Sporting events are always cause for excitement in Australia, with most Australians riveted by the State of Origin this week. Sport is an often overlooked area in the world of privacy, but features this week. In South Australia snooping by medical staff into the records of a professional sports star earlier this year resulted in reprimands and this behaviour has apparently continued elsewhere resulting in the termination of employment for several staff. But what really piqued my interest – as one of the many thousands lining up for the City to South race on Sunday - is the article about how much information race organisers take about us and what they use it for. Thankfully the race in Brisbane doesn’t require us to enter our weight and classify us in the “Clydesdale’ or “Athena” class like some races, but it’s clear from the IAPP article that it is not just your disappointing times that are publicly linked to your bib number. Privacy has not typically been an area for sports lawyers, but this with the recent statements by senior football executives about their players right to privacy could change all that.

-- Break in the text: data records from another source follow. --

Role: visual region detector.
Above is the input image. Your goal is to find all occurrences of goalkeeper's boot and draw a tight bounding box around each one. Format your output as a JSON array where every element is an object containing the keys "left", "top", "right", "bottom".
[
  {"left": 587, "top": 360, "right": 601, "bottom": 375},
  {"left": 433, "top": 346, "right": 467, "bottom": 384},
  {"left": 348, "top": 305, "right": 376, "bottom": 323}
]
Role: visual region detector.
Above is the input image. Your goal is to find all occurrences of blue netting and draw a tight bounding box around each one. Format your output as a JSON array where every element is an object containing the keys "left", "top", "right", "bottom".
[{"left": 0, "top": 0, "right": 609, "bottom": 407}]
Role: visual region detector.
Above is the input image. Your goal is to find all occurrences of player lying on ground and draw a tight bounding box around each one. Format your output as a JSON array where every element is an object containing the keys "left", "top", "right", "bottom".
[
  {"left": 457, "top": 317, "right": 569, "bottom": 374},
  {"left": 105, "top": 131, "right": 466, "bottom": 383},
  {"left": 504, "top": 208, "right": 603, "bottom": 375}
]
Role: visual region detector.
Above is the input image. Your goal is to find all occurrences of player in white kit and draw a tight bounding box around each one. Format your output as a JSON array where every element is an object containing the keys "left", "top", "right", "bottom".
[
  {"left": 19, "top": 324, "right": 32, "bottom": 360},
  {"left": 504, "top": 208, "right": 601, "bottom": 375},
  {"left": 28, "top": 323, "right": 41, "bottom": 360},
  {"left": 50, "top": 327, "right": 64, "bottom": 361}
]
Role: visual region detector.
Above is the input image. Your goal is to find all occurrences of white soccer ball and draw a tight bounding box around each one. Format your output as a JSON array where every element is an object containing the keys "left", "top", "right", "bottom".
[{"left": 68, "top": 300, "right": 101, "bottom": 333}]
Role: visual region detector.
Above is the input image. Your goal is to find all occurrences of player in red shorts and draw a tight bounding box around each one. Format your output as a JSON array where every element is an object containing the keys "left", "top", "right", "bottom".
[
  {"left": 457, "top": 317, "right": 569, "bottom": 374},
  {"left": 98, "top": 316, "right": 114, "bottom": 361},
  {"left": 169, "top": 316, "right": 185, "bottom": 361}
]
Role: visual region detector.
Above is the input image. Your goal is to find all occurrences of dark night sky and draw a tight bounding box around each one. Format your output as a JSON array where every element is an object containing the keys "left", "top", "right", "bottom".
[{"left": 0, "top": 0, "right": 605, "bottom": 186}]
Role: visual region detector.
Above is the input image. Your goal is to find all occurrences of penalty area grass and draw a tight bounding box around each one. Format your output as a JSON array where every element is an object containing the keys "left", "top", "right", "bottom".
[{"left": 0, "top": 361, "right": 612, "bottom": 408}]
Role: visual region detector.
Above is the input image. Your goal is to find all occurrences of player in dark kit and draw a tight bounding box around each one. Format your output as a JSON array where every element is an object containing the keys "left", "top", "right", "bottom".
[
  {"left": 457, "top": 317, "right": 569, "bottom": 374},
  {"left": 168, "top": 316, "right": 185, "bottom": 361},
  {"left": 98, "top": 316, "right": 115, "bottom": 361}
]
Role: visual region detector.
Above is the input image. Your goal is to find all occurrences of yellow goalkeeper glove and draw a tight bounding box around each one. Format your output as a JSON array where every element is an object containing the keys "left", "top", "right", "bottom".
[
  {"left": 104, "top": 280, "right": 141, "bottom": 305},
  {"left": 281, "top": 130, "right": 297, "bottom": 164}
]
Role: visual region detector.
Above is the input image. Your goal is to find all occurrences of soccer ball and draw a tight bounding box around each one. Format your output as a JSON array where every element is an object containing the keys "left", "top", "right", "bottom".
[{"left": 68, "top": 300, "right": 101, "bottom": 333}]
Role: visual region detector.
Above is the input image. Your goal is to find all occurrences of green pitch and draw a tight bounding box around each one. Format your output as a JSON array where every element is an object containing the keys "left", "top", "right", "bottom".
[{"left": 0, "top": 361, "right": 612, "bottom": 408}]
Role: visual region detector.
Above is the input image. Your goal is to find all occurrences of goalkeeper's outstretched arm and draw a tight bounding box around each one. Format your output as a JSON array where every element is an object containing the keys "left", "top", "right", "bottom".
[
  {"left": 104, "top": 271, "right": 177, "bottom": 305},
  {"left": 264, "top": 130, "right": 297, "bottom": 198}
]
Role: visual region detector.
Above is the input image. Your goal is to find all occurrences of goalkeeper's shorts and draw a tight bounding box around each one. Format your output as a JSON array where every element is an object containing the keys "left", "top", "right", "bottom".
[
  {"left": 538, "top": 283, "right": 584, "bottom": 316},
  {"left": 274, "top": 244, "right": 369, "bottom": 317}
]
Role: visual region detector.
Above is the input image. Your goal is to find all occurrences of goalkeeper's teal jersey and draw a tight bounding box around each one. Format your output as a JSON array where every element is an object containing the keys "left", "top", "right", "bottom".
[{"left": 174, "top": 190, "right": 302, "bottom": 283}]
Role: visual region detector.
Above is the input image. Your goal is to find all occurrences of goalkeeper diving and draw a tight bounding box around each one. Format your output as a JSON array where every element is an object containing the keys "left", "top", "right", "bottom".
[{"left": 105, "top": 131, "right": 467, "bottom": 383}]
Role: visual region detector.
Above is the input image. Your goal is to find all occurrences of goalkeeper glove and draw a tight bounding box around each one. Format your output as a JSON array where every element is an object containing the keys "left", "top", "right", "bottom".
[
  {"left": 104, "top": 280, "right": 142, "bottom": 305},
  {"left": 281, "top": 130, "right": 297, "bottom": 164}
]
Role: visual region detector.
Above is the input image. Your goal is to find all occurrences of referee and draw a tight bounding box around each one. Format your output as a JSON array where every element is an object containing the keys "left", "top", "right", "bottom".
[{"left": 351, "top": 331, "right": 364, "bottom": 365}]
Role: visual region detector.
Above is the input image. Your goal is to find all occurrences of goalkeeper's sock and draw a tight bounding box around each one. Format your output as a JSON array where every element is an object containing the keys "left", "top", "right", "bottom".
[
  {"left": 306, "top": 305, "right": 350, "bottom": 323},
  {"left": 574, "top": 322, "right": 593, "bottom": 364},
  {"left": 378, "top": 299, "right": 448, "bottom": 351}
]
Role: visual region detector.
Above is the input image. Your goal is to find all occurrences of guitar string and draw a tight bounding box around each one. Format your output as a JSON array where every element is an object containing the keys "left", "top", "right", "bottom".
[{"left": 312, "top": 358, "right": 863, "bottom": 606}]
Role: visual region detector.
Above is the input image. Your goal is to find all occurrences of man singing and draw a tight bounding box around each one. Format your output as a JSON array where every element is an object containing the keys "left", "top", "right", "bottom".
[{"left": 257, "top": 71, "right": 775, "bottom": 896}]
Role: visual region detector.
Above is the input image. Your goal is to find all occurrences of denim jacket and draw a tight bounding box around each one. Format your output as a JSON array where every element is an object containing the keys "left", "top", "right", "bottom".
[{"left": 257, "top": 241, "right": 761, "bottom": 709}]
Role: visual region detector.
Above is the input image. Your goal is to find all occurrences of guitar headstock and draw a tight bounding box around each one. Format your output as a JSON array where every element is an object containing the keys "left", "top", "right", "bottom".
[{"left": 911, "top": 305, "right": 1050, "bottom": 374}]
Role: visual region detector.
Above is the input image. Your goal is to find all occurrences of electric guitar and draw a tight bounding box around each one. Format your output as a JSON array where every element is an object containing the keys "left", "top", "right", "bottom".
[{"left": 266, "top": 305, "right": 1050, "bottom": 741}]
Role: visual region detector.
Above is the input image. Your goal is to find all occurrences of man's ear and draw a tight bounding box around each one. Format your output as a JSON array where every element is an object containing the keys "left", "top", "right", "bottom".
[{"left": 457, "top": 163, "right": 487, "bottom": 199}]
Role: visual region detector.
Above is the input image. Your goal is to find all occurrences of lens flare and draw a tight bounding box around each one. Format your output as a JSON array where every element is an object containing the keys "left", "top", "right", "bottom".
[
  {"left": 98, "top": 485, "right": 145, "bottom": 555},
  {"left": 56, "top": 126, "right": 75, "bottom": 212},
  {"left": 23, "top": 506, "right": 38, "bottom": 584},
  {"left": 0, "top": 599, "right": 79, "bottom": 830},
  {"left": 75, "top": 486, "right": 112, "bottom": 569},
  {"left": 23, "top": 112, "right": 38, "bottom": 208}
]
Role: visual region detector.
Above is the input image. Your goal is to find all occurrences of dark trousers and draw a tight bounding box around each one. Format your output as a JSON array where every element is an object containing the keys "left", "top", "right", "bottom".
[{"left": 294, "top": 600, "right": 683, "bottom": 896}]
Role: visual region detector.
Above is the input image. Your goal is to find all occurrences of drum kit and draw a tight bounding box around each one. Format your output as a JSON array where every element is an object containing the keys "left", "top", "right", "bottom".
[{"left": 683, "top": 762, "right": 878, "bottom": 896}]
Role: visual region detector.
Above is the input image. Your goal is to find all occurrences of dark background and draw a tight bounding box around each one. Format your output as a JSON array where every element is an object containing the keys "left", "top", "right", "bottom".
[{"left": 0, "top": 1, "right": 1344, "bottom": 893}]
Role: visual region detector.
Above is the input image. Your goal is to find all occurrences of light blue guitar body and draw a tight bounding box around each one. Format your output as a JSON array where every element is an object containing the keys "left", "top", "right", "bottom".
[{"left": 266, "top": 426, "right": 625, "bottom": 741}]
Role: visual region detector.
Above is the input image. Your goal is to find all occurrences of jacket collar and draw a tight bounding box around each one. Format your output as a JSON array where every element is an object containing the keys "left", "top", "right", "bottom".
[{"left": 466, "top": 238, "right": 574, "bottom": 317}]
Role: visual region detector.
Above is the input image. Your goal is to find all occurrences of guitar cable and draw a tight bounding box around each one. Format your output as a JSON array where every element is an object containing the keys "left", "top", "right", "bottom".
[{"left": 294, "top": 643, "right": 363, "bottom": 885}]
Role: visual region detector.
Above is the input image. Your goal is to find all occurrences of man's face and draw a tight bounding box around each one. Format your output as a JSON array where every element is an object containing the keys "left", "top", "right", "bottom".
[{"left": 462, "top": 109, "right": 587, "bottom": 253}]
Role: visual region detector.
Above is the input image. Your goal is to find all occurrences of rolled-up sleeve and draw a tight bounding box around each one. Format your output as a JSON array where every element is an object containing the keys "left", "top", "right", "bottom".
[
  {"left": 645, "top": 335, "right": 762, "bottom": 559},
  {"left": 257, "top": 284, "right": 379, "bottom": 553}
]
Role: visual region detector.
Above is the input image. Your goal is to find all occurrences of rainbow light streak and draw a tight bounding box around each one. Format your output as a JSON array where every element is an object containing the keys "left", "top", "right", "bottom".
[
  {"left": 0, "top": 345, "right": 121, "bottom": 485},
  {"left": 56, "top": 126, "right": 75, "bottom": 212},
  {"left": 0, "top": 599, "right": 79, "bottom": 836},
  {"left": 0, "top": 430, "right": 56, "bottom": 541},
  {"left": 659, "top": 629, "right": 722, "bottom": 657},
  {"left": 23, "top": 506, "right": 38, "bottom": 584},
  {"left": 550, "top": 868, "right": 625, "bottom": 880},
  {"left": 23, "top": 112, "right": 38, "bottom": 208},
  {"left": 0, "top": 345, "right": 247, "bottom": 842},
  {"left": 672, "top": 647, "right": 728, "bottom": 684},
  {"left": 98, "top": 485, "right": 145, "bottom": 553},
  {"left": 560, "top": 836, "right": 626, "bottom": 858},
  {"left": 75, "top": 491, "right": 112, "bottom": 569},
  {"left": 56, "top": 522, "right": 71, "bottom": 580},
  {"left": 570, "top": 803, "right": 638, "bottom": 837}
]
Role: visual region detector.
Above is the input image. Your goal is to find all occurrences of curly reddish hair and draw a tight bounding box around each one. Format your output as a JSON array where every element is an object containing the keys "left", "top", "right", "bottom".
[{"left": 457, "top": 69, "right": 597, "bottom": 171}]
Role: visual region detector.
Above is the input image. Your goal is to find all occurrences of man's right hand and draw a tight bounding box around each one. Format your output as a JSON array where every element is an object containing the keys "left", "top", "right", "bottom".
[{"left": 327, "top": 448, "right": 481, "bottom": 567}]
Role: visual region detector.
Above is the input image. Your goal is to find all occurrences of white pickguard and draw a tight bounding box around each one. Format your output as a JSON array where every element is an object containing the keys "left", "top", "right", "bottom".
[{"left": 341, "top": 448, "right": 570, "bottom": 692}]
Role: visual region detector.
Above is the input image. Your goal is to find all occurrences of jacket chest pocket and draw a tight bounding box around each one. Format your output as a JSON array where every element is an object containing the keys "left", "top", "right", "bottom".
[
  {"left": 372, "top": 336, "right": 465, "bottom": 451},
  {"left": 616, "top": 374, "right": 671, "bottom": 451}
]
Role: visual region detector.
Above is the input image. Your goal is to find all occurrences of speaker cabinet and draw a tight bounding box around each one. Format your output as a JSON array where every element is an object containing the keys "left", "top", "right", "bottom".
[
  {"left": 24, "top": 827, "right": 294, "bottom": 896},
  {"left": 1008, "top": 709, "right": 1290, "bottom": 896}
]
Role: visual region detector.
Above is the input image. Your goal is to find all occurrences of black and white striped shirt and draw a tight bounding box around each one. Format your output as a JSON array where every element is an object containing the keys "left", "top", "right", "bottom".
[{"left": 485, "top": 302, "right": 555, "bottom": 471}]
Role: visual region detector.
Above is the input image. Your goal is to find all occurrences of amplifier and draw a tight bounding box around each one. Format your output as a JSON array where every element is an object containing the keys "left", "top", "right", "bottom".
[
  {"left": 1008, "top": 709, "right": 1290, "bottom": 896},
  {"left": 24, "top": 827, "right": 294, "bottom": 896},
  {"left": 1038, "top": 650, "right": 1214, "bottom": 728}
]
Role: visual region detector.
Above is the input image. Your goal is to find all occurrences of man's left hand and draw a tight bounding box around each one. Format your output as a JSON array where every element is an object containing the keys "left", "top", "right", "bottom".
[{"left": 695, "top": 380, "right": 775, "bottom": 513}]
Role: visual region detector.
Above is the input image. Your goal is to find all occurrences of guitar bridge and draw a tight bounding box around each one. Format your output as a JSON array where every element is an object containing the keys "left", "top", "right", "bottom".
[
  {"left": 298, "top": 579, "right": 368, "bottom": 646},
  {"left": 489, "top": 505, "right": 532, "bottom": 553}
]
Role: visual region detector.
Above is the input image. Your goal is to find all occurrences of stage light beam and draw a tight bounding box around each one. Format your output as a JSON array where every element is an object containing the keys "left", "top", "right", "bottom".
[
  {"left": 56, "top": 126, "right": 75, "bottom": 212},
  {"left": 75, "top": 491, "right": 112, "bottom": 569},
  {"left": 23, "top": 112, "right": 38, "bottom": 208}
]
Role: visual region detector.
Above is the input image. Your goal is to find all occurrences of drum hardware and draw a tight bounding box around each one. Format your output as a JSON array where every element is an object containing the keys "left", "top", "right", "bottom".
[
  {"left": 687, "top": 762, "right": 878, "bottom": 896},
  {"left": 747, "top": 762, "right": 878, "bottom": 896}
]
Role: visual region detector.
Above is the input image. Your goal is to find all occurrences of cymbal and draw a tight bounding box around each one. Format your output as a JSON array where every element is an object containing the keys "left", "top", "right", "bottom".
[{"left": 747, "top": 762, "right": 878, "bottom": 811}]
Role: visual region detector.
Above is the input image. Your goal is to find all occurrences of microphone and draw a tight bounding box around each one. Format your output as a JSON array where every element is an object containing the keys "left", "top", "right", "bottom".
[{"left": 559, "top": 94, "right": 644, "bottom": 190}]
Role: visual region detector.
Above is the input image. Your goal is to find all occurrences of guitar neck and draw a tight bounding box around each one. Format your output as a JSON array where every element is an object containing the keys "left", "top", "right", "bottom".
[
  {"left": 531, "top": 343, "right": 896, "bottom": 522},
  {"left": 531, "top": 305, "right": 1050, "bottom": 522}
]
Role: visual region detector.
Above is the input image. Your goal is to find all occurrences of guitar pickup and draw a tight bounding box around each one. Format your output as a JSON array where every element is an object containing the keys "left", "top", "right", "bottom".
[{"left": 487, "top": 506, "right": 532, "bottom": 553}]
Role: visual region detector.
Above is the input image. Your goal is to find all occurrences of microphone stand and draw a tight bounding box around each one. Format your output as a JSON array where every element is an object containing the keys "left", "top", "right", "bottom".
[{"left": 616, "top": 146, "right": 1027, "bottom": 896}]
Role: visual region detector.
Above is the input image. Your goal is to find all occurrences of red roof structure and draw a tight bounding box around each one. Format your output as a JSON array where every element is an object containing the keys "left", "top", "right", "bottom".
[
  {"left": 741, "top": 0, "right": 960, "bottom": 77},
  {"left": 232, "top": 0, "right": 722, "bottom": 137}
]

Other news includes a slap on the wrist for Australia by Snowden for our metadata retention laws quoting Tim Morris the Australian Federal Police Assistant Commissioner “if you have nothing to hide, you have nothing to fear.” I learnt that this statement has been linked back to both Joseph Goebbels and George Orwell’s "1984." Unlike the State of Origin, this is not one of our proudest moments.
To celebrate the 100th year since Judge Brandeis was elevated to the U.S. Supreme Court, Rosen has published a book and a new acronym coined – WWBD – What Would Brandeis Do? In the face of the challenges in this week’s Digest alone it’s a very interesting question and will be a great read.
May your team win this weekend and I hope when your name and number are publicised with your run time after Sunday, that you are not too embarrassed.